Yes. Modern Intel processors use at least one static prediction technique and at least one dynamic prediction technique (such as the L2 BPU mentioned in the description of the performance event). Static prediction is discussed in the Intel optimization manual, but it does not clearly say where static prediction happens exactly. However, the description of multiple performance events related to branch prediction, such as BACLEAR_FORCE_IQ, indicate that it is implemented in the IQ unit. I think that this is the place where static branch prediction makes most sense.
The BPU first guesses where the branch instructions are most likely to be in the (to be) fetched instruction stream bytes (32 bytes per cycle in Haswell, twice the fetch unit width). Then, based, on the virtual instruction address(s) of the instruction(s) that are predicted to be control transfer instruction(s), the BPU consults its buffers (specifically, the "branch target buffer" or the "target array"), to make more predictions regarding the predicted branches (direction and target address). However, in some cases the BPU misses in its buffers or it might mispredict the location(s) of the branch instruction(s) in the instruction stream bytes or there could be more branches than the BPU could handle. Whatever the case is, whatever prediction is makes, they all get passed with the instruction stream bytes to the instruction queue unit. This is the earliest place in the pipeline where it is known where each instruction begins and ends and which of the instructions may transfer control.
The IQ is also responsible for providing conditional branch prediction
direction based on a static scheme and dynamic data provided by the L2
Branch Prediction Unit.
This part of the event description should make sense to you now. Note that static branch prediction is mostly only used to predict directions, not target addresses.
If the conditional branch target is not found in the Target Array and
the IQ predicts that the branch is taken...
The simple static branch predictor is only used when the BPU fails to make a prediction.

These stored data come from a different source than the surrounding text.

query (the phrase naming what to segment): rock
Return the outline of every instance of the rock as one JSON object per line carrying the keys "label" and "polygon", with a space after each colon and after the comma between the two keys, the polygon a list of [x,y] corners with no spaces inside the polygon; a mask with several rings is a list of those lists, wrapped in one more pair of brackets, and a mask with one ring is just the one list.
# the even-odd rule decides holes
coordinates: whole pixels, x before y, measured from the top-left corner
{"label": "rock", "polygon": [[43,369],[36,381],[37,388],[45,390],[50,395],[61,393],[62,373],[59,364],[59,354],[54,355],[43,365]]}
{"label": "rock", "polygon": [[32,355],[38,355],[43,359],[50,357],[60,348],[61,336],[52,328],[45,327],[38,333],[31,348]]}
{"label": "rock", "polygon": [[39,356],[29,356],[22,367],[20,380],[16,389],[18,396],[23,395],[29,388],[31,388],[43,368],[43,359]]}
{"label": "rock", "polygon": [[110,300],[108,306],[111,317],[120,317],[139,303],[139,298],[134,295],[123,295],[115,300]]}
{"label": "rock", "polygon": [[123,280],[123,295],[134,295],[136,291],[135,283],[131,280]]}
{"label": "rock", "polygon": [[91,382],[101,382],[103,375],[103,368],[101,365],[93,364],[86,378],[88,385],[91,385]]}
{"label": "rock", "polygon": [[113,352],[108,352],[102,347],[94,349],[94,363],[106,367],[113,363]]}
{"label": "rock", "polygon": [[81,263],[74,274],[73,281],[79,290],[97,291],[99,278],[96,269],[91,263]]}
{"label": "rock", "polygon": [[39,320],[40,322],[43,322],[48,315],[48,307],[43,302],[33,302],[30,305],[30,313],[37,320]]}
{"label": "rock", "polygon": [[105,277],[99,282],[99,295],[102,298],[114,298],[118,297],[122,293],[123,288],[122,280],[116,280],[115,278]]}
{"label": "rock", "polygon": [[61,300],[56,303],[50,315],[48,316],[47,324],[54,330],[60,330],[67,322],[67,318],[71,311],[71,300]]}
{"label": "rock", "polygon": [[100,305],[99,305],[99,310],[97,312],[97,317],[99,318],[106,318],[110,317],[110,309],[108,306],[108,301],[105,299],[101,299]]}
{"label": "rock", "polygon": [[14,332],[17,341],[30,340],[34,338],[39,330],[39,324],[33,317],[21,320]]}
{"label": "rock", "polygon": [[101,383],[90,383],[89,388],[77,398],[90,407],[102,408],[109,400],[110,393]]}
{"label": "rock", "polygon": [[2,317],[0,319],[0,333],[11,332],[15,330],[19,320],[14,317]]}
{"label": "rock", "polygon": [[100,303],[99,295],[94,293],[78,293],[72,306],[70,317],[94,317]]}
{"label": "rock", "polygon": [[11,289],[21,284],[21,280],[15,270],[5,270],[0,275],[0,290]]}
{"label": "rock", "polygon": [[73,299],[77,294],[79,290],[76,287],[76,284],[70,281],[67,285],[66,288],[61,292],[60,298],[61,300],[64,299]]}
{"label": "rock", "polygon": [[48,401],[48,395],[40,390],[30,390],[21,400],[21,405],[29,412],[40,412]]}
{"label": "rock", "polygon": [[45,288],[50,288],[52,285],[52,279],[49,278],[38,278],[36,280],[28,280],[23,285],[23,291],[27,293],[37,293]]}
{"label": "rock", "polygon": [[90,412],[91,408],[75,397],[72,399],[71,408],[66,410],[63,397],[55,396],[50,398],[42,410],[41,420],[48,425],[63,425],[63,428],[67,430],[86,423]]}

So the first part of the condition makes sense. The second part, however, basically says that if the IQ predicts not taken, then nothing needs to be done. This indicates that the fetch unit will by default continue fetching code from the fall-through path on a BPU failure.
...then the IQ will force the Branch Address Calculator to issue a
BACLEAR
So if the static predictor predicts taken, then it's better to do something about that. One intuitive thing is to flush everything above the IQ and tell the fetch unit to stop fetching bytes. That's what the BACLEAR signal does.This situation is called a frontend resteering. It'd be nice if we could tell the fetch unit where to fetch from as well, but we my not know the branch target address yet. Even if the address is embedded within the instruction (as an immediate operand), the IQ may not be to just extract it and forward to the fetch unit. We can just do nothing and wait until the address is calculated, thereby potentially saving power and energy. Or we can provide the BPU with the address (now that we know exactly where the branch instruction is) and let the BPU try again. Perhaps, the purpose of the "Branch Address Calculator", is to not only send the BACLEAR signal, but also try to determine the address as early as possible.
Each BACLEAR asserted by the BAC generates approximately an 8 cycle
bubble in the instruction fetch pipeline.
It's not clear to me what the 8 cycle bubble accounts for. One possible interpretation is that the flushing that is caused by BACLEAR takes about 8 cycles, but the fetch unit might still be idle waiting for the address from which it should fetch. Determining the target address may take more than 8 cycles, depending on how it gets calculated and the surrounding code. Or it could mean that, on average, it take only about 8 cycles to fully resteer the front end and begin fetching from the target address. In addition, this 8 cycles penalty may not actually be on the critical path, so it may not impact the overall performance.
In summary, BACLEAR_FORCE_IQ occurs when a conditional branch (and only conditional branches) misses in the BPU (not any other BPU failure) and the IQ predicts taken.
I think that the BAC is used to handle any branch misprediction situation, not just by the IQ. Other performance events indicate that.

Related

Why not just predict both branches?

CPU's use branch prediction to speed up code, but only if the first branch is actually taken.
Why not simply take both branches? That is, assume both branches will be hit, cache both sides, and the take the proper one when necessary. The cache does not need to be invalidated. While this requires the compiler to load both branches before hand(more memory, proper layout, etc), I imagine that proper optimization could streamline both so that one can get near optimal results from a single predictor. That is, one would require more memory for loading both branches(which is exponential for N branches), the majority of the time one should be able to "recache" the failed branch with new code quickly enough before it has finished executing the branch taken.
if (x) Bl else Br;
Instead of assuming Bl is taken, assume that both Bl and Br are taken(some type of parallel processing or special interleaving) and after the branch is actually determined, one branch is then invalid and the cache could then be freed for use(maybe some type of special technique would be required to fill and use it properly).
In fact, no prediction circuitry is required and all the design used for that could be, instead, used to handle both branches.
Any ideas if this is feasible?
A Historical Perspective on Fetching Instructions from both Paths
The first similar proposal (to my knowledge) was discussed in this 1968 patent. I understand that you are only asking about fetching instructions from both branches, but bear with me a little. In that patent, three broad strategies were laid out, one of them is following both paths (the fall-through path and the branch path). That is, not just fetching instructions from both paths, but also executing both paths. When the conditional branch instruction is resolved, one of the paths is discarded. It was only mentioned as an idea in the introduction of the patent, but the patent itself was about another invention.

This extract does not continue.